I was living on my own, making $10 an hour in an ice cream parlor. I had planned on being a firefighter and already having a job lined up. About this time, an Army recruiter hit me up and asked if I had considered joining. I jumped at the opportunity. Free food, free housing? What else could I ask for?
By the time I was 18, I had found myself stationed in South Korea. The initial excitement had worn off at this point. I hated sharing a room with someone. It seemed like the only way to any privacy was to get married– which I definitely was not interested in doing. I figured if I could make enough money, I could buy a house, turn it into a rental after a year, and use that to pay the mortgage on my second house.
So, for my last six months in Korea, all I did was learn as much as possible about real estate. Youtube, forums, blogs; whatever I could get my hands on without spending a lot.
I arrived in Killeen, Texas, on January 10, 2022. Before I went through the gate for the first time, I stopped to look at a house. It was affordable– even for an E4. But after seeing it up close, I saw why. The house was riddled with bullet holes and the shed in the backyard had its windows shot out. I immediately realized that to make my plan work, I needed to make more money.

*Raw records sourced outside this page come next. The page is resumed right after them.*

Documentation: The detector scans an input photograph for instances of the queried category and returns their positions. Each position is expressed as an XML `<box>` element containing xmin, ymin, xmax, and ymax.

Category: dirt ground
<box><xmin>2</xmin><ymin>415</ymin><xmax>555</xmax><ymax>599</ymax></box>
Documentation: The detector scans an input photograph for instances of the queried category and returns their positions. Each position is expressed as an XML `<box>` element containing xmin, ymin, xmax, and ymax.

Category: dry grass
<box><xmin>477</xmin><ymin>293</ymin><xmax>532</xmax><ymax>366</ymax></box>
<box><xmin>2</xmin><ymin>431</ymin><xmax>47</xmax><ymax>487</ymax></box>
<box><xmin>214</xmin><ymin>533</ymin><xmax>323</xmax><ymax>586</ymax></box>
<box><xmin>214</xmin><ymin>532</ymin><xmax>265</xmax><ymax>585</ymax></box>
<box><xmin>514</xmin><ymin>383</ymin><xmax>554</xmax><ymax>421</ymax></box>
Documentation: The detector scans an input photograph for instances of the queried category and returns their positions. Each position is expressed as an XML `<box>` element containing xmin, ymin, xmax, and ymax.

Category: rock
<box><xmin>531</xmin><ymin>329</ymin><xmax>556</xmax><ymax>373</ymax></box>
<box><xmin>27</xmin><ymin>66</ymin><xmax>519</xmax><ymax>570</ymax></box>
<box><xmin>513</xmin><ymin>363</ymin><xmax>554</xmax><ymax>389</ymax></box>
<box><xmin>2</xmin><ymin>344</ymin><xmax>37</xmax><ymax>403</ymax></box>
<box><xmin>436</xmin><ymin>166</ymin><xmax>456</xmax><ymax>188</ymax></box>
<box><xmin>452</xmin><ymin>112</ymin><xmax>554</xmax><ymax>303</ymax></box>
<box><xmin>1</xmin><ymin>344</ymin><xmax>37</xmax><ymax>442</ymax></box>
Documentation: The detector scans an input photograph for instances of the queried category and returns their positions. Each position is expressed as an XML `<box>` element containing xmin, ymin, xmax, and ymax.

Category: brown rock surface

I started delivering food with Uber Eats. It was the only job I could do on my own time that didn’t require me to be 21. Every day, as soon as I was released from work, I would change, pull up the app, and start delivering. I worked seven days a week, and every spare hour I had was spent delivering food. I was getting excited that it just might work. That is, until I got to the end of my first month. Looking at my bank account, I realized over half of the money I made was being spent on gas.
I needed a new plan. I decided to take a huge risk and buy a 2013 Tesla Model S. It was the cheapest, longest-range electric car I could find. And it had free lifetime supercharging. I sold my truck the same day. I made friends with a manager at the hotel near the base, and she let me use the car charger in the back to charge my car for free. Now I was able to deliver food without paying for gas!
At this point, I was comfortable looking at houses again. I had raised my budget to 150k. I put in full-price offer after full-price offer, only to get beat out by a cash offer or an over-asking price offer. After about 10 offers not getting accepted, I began to worry that all my effort had been for nothing. Entirely by accident, I met a realtor who told me she knew the selling agent on a specific property I wanted to view. I looked at the house, put in an offer within 30 minutes of it being listed, and had my offer accepted within 24 hours for 10k UNDER the asking price.
I closed on the house in May 2022. It’s a cute little three-bedroom, one-bath, completely remodeled home with a tiny one-car garage. Today, two of the bedrooms are rented to two friends of mine. My girlfriend and I split what’s left of the mortgage, which is barely anything. I get free electricity at night from my energy company, so it costs me nothing to charge the car. I still do Uber on the side. We are getting ready to buy a second house next year and turn this one into a rental, which will bring in around $600 a month after expenses.
I would love to say that I had it all figured out and knew what I was doing from the start, but that would be infinitely far from the truth. I took risks and told myself I would figure it out along the way. Anytime I wasn’t delivering food or working on base, I was reading about real estate and watching YouTube videos, cramming as much knowledge as possible. I am nowhere near able to live off of passive income, but I am definitely one step closer.